In an interview, California Rep. Ro Khanna, a Sanders campaign co-chair and the first House member to endorse an out-of-state primary candidate, welcomed the higher expectations and mounting stakes.

“In 2016, Bernie Sanders ran to make a point. In 2020, he’s running to win,” Khanna said. “He understands that, for the sake of those (progressive) ideas, he’s got to win. It’s no longer just about getting them out there. He already got them out there. Now he’s gotta show that they’re winning ideas.”

The leadership team tasked with guiding Sanders to victory will also look different from four years ago.

Faiz Shakir, a progressive operative who has worked with top Democrats like former Senate Majority Leader Harry Reid and Nancy Pelosi when she was the House Minority leader, will be his new campaign manager, replacing Jeff Weaver.

“We are playing to win,” Shakir told CNN last week, another early indication of the evolving mindset of Sanders’ team. Along with Shakir, former Reid aides Ari Rabin-Havt and Josh Orton, who came on earlier, are also expected to play key roles in the campaign.

“All these people working for Bernie, I’m glad,” Reid, who has also spoken positively of Warren, told the Nevada Independent last week. “Bernie is one of my friends. He helped me get Obamacare passed. His vote was crucial. So I think the world of him.”

The campaign on Friday also introduced a slate of national co-chairs that included Khanna and Carmen Yulín Cruz, the mayor of San Juan, Puerto Rico.

Nina Turner, the president of Our Revolution, is taking leave from her job running the Sanders-inspired group to join the others in advising the campaign, along with longtime Sanders supporter Ben Cohen, the Ben & Jerry’s co-founder and activist.

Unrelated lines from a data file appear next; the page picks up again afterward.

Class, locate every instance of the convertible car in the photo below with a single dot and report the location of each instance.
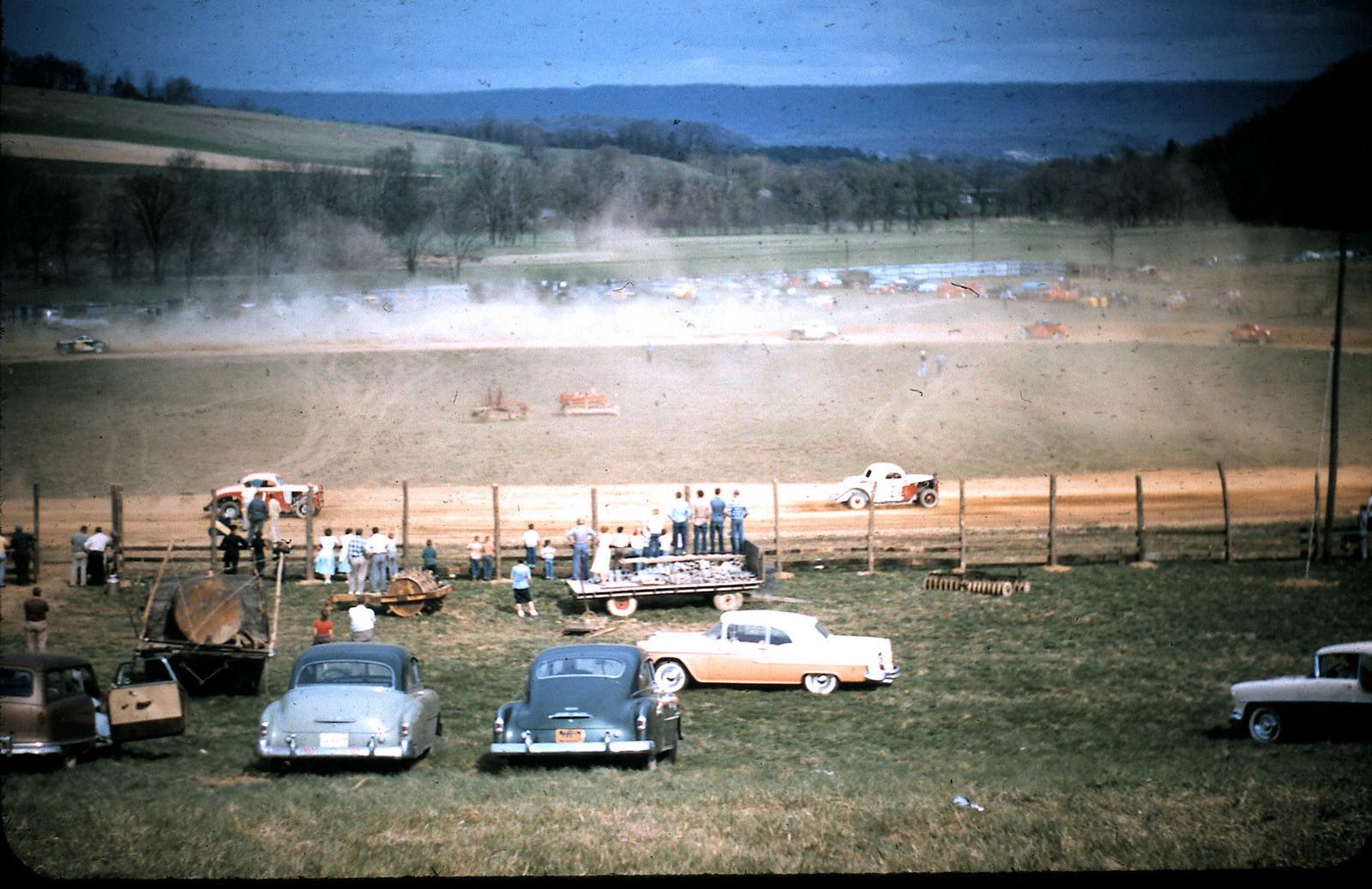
(363, 700)
(590, 700)
(768, 648)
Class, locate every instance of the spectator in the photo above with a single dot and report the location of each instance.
(231, 546)
(430, 557)
(549, 555)
(700, 523)
(79, 557)
(717, 523)
(737, 512)
(473, 555)
(530, 545)
(521, 574)
(324, 628)
(361, 622)
(96, 546)
(36, 622)
(681, 516)
(257, 514)
(376, 555)
(21, 550)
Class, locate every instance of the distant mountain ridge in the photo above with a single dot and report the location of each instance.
(1029, 121)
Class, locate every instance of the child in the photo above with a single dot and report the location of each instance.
(549, 555)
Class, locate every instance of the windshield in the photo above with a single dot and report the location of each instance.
(583, 665)
(345, 672)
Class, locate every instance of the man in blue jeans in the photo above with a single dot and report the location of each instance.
(737, 512)
(717, 523)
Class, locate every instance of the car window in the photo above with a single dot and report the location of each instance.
(585, 665)
(345, 672)
(15, 682)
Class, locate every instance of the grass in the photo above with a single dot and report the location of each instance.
(1086, 717)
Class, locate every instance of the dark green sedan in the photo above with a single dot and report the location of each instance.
(590, 701)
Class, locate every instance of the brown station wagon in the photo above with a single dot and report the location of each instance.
(52, 706)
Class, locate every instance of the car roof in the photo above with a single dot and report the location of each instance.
(1348, 648)
(394, 656)
(43, 660)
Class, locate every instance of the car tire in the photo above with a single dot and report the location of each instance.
(671, 676)
(727, 601)
(1264, 724)
(821, 683)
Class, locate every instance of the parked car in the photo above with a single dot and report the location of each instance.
(887, 484)
(1043, 328)
(590, 700)
(1338, 692)
(1249, 333)
(768, 648)
(81, 345)
(352, 700)
(52, 706)
(232, 500)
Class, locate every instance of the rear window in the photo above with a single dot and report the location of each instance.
(345, 672)
(587, 665)
(15, 682)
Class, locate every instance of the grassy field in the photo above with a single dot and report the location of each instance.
(1086, 717)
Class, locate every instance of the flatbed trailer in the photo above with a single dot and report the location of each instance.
(724, 578)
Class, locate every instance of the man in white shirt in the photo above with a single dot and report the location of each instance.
(361, 622)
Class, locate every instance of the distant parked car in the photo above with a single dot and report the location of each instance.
(1249, 333)
(352, 700)
(52, 706)
(1043, 328)
(590, 700)
(1338, 692)
(768, 648)
(81, 345)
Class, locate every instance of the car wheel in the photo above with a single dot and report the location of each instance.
(729, 601)
(671, 676)
(821, 683)
(1264, 724)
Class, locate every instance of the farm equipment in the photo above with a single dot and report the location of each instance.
(724, 578)
(213, 628)
(976, 582)
(409, 593)
(590, 402)
(498, 408)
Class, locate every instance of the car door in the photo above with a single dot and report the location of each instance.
(146, 701)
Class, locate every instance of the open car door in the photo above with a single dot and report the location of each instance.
(146, 701)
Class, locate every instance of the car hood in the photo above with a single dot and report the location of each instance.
(315, 708)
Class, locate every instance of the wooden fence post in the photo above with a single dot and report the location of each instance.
(1053, 519)
(1138, 498)
(1228, 528)
(962, 526)
(405, 521)
(777, 525)
(496, 514)
(38, 537)
(871, 527)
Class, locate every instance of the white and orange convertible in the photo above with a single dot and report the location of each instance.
(768, 648)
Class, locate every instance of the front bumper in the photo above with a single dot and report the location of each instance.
(519, 748)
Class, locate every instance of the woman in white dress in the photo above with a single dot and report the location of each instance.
(600, 564)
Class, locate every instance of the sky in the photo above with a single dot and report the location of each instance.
(454, 45)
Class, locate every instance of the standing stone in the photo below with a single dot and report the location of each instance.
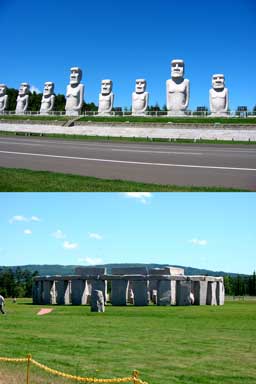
(183, 291)
(211, 293)
(119, 292)
(3, 98)
(177, 90)
(75, 93)
(97, 301)
(220, 293)
(140, 289)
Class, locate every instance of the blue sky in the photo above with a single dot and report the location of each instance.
(123, 40)
(205, 230)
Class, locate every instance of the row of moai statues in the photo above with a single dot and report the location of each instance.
(177, 95)
(160, 287)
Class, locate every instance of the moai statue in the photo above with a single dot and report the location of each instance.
(75, 93)
(140, 98)
(97, 301)
(3, 98)
(106, 98)
(48, 98)
(22, 99)
(177, 90)
(218, 96)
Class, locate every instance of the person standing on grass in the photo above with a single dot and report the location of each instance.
(2, 304)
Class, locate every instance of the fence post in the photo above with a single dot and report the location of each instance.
(28, 369)
(135, 375)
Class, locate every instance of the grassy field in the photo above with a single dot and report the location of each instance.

The hiring of Shakir, who most recently served as the national political director for the American Civil Liberties Union — a job that put him in near constant, pitched conflict with the Trump administration — was a headline-grabbing first step in the recalibration of a political operation that Weaver, who will stay on as a senior adviser, has conceded was “too male and too white” in 2016.

“I think (Sanders) acknowledged that that he needed far greater diversity of perspective, both on racial and gender lines in his inner circle,” Khanna said. “And in this campaign, he’s surrounded with it.”